What’s not to love about these beautiful, orange and black winged creatures, gently fluttering on the breeze? And with their cheerful arrival comes so many fascinating learning opportunities too!
“Our tamariki were captivated watching the life-cycle of our kindergarten monarch butterflies play out in front of their very eyes,” says Kidsfirst Sunbeam Head Teacher, Neroli Gardner.
The four stages of the monarch butterfly/kahuku begin when an adult lays tiny eggs on a mature swan plant. The larvae hatch as adorable tiny, stripy green, white and black caterpillars.
“With the first sign of hatching - and a magnifying glass at the ready - tamariki are delighted to take a closer look at the new arrivals,” says Neroli.
Sporting a pair of perky, black quivering antennae, the caterpillars swiftly munch through the leaves to grow full and plump, before transforming into a pretty green and gold-fringed chrysalis (pupa).
“We remind our children to just look and not touch,” says Neroli. “Helping to instill kaitiakitanga - care, respect and guardianship for nature and all of the little creatures that we share our world with.”
“Waiting for our monarch butterflies to eventually emerge from their chrysalis takes time too - so it teaches tamariki patience!”

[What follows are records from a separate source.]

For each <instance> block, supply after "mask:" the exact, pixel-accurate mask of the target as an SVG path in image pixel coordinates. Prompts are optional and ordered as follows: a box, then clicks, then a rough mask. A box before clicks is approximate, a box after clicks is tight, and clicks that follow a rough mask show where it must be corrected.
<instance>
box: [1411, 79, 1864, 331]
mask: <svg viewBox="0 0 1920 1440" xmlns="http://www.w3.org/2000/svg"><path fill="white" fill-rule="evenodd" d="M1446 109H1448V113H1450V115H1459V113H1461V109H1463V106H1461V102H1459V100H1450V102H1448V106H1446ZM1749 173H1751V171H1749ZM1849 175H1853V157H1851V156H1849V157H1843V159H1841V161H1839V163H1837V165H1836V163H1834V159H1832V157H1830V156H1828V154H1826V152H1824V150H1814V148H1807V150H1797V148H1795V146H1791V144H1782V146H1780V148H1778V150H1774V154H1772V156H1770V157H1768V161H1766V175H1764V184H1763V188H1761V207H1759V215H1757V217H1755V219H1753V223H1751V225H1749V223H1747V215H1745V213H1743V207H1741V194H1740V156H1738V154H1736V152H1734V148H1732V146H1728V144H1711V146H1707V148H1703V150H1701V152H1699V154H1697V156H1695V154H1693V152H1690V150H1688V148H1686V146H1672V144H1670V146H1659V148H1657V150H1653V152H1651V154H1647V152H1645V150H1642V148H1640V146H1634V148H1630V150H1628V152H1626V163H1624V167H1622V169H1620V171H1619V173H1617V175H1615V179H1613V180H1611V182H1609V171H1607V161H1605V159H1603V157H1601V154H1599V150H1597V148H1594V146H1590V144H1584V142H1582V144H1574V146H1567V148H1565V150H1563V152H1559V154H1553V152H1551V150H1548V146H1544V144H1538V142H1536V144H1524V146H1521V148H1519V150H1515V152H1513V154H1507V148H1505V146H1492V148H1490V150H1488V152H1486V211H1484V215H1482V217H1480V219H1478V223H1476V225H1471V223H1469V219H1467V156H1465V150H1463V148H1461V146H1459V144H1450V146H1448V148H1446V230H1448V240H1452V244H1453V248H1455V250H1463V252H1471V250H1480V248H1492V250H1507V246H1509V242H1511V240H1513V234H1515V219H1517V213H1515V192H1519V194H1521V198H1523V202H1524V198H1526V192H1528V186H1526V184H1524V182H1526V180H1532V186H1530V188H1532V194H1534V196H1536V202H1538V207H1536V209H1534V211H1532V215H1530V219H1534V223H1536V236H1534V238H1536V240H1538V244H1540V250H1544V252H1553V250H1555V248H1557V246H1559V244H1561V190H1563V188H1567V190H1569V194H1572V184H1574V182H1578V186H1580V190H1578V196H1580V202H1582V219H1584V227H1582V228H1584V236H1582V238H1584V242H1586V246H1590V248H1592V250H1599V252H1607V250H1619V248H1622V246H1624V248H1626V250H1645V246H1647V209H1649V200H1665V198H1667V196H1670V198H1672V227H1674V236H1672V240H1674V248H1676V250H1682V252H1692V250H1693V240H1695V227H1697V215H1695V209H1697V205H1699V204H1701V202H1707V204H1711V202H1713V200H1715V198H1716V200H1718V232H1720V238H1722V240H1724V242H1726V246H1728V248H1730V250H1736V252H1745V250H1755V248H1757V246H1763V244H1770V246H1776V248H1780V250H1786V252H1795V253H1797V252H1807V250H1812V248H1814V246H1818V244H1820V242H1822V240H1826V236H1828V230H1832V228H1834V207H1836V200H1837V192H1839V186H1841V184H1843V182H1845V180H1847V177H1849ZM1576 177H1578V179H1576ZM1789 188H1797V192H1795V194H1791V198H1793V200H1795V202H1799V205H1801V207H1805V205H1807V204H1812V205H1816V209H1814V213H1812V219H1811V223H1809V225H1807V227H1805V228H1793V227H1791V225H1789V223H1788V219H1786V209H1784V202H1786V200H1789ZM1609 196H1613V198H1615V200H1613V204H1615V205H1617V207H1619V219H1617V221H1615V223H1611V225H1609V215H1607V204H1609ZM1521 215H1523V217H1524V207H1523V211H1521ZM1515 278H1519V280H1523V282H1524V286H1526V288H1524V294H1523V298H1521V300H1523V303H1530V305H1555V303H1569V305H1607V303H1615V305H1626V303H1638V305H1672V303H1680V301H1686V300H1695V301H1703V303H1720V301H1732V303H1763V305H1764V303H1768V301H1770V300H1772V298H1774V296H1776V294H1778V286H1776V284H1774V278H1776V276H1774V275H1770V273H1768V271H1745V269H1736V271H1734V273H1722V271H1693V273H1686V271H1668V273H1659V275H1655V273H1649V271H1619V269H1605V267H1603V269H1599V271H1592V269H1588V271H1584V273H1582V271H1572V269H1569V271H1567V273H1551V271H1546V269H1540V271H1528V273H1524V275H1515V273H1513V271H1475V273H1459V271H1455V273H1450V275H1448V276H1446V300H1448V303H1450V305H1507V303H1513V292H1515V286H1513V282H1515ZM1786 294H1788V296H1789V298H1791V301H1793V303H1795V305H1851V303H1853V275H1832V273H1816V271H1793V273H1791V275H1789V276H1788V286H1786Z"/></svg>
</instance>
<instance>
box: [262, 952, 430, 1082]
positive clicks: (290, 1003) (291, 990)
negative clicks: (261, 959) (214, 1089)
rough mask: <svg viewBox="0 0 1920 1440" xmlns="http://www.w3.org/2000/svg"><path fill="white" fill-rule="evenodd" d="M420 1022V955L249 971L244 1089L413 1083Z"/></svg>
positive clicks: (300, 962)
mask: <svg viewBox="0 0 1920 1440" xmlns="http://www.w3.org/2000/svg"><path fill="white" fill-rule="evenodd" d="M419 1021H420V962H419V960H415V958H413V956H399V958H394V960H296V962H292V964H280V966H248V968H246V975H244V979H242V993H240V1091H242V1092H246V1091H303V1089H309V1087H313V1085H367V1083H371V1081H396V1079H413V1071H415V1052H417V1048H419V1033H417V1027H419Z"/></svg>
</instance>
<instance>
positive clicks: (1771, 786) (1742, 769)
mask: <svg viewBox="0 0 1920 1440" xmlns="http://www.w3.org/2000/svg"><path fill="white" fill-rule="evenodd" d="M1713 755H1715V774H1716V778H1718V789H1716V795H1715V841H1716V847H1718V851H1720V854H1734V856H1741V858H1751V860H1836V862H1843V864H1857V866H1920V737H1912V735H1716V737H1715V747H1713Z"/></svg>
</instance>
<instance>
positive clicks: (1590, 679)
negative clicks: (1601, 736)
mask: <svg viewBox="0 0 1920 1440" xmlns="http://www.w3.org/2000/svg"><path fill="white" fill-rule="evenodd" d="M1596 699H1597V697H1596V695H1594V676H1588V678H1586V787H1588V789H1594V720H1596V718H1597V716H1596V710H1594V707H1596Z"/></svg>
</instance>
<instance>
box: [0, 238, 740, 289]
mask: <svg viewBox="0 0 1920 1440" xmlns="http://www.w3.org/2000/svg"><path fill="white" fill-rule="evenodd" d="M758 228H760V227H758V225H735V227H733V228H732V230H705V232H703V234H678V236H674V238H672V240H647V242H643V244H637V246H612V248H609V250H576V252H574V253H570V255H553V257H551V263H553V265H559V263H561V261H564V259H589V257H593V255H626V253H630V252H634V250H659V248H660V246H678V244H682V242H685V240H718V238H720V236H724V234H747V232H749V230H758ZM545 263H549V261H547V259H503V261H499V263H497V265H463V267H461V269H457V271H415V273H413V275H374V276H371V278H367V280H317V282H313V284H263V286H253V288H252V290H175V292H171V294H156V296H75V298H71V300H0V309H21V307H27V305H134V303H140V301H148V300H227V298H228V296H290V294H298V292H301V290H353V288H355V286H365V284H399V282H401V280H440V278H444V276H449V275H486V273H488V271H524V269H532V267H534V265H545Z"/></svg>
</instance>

It's not just the amazing scientific aspect of watching the life-cycle that provides inspiration for little minds. From researching monarchs in books or online to playing dress-ups, doing jigsaw puzzles, creating art works or making enchanting little winged finger puppets, these butterflies are a popular sight at many of our kindergartens and early learning centres.
“There’s also links to maths, learning about size and the different stages that butterflies go through to grow,” says Neroli. “And literacy, as a children discover new vocabulary and begin to communicate what they observe.”